P·P·O·W is pleased to announce If I Could Attach Our Blood Vessels I Would: The Work of David Wojnarowicz and Peter Hujar, the gallery’s presentation at Paris+ par Art Basel 2023. This display will document through photographs, video, painting, and sculpture the inextricable connectedness between the works of Peter Hujar (1934-1987) and David Wojnarowicz (1954-1992). Correcting the often-cited misconception about their relationship as being solely or primarily “lovers,” the presentation will demonstrate their close friendship and profound influence on each other’s artwork throughout the 1980s.
Twenty years his senior and already well-recognized in both the Uptown and Downtown New York art worlds, Hujar galvanized Wojnarowicz’s identification as an artist and specifically encouraged him to paint. Works in our booth will document Hujar’s early influence, seen in Wojnarowicz’s stencils and works within Pier 34, which can eventually be traced to the latter’s most important works about HIV/AIDS from the late-1980s and early 1990s.
Wojnarowicz wrote extensively about Hujar’s death and famously documented him on his hospital deathbed. Wojnarowicz’s last two shows, both presented at P·P·O·W, were complicated by his own HIV+ diagnosis and were simultaneously a critical response to “a sick society,” as well as a memorial to his friend, Hujar, about whom Wojnarowicz famously declared, “Everything I made, I made for Peter.” The title of our Paris+ presentation is excerpted from Wojnarowicz’s text and image work When I Put My Hands on Your Body (1990), which was exhibited that same year in his final exhibition at P·P·O·W, In the Garden.

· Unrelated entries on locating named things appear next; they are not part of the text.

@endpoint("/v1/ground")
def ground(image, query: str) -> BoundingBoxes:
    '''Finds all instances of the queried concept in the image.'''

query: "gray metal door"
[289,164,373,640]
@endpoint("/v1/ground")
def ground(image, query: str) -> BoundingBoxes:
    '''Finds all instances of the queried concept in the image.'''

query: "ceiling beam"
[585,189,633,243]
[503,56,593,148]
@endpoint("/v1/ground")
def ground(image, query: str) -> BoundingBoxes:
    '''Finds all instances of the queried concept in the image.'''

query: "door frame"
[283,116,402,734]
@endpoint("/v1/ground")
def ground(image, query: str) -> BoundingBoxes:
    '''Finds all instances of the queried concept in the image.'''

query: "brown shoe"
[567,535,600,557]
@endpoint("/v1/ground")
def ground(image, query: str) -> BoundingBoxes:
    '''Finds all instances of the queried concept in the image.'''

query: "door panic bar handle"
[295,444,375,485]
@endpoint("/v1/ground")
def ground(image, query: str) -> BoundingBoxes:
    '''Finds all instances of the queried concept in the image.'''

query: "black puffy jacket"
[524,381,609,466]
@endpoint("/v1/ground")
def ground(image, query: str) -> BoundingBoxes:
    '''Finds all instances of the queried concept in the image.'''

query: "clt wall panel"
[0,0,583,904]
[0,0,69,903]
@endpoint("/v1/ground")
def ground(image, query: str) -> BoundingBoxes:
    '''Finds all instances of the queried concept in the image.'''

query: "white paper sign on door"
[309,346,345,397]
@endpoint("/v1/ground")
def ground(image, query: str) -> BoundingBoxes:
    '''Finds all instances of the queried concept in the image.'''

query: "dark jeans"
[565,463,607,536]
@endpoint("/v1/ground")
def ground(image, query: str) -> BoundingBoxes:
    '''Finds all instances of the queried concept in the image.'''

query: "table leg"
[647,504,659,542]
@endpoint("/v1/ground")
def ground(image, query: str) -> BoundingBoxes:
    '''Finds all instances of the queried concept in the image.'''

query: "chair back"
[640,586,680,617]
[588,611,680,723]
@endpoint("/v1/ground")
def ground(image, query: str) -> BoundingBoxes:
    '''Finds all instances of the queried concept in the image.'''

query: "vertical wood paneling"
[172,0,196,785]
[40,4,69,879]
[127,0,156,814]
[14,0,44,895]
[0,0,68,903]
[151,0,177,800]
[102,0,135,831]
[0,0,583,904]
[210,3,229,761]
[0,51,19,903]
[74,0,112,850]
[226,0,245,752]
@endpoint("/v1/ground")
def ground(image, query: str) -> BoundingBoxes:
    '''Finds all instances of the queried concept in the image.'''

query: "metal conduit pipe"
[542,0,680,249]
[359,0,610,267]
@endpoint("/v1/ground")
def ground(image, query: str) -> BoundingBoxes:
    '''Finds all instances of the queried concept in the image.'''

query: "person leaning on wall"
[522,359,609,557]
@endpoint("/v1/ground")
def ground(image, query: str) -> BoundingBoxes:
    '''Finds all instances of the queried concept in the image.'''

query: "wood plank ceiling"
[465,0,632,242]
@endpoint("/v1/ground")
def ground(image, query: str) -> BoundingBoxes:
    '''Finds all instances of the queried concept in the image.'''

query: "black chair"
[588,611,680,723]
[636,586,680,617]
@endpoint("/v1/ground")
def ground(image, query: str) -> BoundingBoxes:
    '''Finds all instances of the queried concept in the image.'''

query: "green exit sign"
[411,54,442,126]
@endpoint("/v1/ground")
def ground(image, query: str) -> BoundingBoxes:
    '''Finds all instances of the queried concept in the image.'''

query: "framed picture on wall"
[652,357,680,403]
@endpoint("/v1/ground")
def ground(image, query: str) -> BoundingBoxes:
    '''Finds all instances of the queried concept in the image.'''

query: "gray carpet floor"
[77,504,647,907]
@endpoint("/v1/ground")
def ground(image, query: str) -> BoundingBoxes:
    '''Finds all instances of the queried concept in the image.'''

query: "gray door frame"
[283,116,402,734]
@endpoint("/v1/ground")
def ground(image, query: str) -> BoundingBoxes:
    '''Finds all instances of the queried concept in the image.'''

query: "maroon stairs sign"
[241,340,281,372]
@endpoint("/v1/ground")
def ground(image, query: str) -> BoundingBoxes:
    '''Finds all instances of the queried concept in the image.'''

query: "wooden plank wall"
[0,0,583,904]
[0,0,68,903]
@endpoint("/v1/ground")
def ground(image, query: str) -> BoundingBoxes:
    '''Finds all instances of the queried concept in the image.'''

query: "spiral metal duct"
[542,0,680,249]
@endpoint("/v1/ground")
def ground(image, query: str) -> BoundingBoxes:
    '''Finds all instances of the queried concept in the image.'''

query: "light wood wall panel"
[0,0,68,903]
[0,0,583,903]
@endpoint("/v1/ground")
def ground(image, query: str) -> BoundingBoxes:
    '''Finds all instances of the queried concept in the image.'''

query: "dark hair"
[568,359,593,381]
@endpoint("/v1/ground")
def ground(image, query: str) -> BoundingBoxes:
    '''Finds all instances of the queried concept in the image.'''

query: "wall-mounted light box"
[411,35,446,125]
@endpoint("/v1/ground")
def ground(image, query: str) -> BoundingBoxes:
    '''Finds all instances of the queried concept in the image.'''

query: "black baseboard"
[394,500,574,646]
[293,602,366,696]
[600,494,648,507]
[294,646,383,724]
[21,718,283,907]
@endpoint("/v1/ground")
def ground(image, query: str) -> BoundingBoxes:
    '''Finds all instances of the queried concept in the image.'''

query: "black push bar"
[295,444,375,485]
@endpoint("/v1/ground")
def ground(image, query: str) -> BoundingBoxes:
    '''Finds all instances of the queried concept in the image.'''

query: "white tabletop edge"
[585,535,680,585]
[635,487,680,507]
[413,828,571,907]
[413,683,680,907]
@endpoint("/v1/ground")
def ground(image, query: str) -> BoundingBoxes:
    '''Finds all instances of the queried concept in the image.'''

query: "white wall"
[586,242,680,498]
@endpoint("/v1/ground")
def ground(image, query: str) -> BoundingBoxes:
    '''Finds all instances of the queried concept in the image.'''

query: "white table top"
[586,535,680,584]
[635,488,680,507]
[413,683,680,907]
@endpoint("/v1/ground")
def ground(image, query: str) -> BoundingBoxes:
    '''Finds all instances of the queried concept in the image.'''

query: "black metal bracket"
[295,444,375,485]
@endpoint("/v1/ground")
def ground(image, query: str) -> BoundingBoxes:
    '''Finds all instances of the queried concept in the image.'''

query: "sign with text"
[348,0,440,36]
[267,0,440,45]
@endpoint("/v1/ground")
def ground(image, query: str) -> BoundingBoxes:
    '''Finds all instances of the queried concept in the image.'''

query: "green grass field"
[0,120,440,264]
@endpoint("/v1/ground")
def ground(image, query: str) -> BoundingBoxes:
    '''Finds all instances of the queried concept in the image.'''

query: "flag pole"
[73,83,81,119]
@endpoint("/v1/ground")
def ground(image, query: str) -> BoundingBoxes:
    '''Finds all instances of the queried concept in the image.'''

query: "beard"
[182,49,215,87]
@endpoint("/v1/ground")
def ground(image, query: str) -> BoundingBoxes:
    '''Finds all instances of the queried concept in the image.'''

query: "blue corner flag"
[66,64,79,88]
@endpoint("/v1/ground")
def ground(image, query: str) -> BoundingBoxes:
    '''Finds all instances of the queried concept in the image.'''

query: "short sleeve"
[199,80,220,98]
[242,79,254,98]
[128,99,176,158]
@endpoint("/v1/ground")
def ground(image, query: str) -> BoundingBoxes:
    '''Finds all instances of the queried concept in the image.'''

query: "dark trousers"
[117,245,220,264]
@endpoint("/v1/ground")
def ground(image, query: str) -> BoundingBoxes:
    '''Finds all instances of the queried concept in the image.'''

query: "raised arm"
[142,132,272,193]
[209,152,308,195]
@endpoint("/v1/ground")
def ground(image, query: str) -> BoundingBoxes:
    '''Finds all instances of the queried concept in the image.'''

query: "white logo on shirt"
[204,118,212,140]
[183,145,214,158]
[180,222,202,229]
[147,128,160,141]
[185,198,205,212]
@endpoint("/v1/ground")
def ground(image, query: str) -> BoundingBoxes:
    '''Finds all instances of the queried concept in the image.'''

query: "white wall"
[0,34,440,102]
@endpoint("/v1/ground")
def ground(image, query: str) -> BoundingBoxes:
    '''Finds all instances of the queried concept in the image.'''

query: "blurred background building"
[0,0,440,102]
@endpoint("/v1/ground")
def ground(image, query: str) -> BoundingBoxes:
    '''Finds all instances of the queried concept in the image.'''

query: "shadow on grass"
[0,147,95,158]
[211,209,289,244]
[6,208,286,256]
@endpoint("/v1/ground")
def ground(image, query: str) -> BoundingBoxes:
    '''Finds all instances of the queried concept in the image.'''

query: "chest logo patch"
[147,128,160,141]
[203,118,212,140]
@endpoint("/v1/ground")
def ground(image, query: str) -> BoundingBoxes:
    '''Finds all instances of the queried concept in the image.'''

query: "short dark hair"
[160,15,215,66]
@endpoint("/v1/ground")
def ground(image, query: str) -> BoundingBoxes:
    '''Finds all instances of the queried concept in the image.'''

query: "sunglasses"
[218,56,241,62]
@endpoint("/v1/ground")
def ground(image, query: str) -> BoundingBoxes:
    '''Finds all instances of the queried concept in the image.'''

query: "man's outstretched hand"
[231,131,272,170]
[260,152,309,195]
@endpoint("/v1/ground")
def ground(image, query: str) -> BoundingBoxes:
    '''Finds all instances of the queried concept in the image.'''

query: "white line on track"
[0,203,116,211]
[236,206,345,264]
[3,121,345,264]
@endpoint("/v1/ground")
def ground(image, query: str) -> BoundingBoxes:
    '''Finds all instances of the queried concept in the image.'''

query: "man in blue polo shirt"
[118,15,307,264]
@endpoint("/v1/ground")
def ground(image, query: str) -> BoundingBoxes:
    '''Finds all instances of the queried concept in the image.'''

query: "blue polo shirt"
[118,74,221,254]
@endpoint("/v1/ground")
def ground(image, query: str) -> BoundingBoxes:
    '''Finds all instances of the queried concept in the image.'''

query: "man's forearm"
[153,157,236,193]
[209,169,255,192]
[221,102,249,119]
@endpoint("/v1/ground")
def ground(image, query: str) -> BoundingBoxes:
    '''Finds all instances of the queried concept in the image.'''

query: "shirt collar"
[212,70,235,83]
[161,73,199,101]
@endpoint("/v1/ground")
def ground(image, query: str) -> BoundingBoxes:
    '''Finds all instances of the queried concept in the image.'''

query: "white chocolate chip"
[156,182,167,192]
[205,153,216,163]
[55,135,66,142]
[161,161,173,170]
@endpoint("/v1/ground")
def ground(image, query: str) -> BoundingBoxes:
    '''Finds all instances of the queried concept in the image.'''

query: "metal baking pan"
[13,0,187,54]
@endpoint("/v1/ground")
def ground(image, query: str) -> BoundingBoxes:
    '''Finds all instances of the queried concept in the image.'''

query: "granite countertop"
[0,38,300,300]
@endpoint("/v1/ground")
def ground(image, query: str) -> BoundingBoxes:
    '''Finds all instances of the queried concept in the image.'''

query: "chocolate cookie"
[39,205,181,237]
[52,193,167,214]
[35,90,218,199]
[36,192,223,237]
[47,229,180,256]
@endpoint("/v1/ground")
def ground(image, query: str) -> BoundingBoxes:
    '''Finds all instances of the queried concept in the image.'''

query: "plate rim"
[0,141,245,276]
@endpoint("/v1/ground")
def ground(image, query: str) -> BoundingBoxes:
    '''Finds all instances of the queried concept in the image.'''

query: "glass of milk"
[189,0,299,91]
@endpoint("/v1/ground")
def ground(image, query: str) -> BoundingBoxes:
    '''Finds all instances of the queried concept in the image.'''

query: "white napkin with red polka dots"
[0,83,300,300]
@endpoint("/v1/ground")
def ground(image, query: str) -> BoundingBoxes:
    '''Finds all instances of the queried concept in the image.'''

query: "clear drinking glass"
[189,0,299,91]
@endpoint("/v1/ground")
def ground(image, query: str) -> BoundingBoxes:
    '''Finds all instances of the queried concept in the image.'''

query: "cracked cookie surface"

Our presentation at Paris+ will coincide with the Parisian launch of Dear Jean Pierre at After8 Books on Friday, October 20, 7pm. Published by Primary Information, this catalogue collects Wojnarowicz’s letters from 1979-1982 to his then-lover Jean Pierre Delage, and documents the beginning of Hujar and Wojnarowicz’s fertile collaboration after a chance encounter at the piers in December of 1980.
Peter Hujar (1934 - 1987) was a leading figure in downtown New York’s cultural scene in the 1970s and early ‘80s. His photographs are held in the permanent collections of institutions worldwide, including the Art Institute of Chicago; The Metropolitan Museum of Art, New York; The Morgan Library and Museum, New York; the Museum of Fine Arts, Boston; The Museum of Modern Art, New York; the San Francisco Museum of Modern Art; and Tate Modern, London. Portraits in Life and Death, with an introduction by Susan Sontag, was one of only two major monographs of the artist’s work published during his lifetime. The retrospective Peter Hujar: Speed of Life opened at Fundacion Mapfre, Barcelona, Spain in 2017, before traveling to Fotomuseum, The Hague, Netherlands, 2017; The Morgan Library and Museum, New York, 2018; Berkeley Art Museum & Film Archive, University of California, 2018; and Jeu de Paume, Paris, 2020.
David Wojnarowicz (1954 -1992) has been included in solo and group exhibitions at The Museum of Modern Art and the Whitney Museum of American Art, New York; Museum of Contemporary Art, Chicago; The Busan Museum of Modern Art, Korea; The Barbican Art Gallery, London; and the Museum Ludwig, Cologne, among many others. His life and work have been the subject of significant studies, including Cynthia Carr’s Fire in the Belly: The Life and Times of David Wojnarowicz (2012). Comprehensive retrospectives have been organized at Illinois State University in 1990; the New Museum in 1999; and at the Whitney in 2018, which traveled to the Museo Reina Sofia, Madrid in 2019 and the Musee d/Art Moderne Grand-Duc Jean, Luxembourg City in 2019. In August 2023, Primary Information published Dear Jean Pierre, a monograph focused on Wojnarowicz’s correspondence from 1979-82.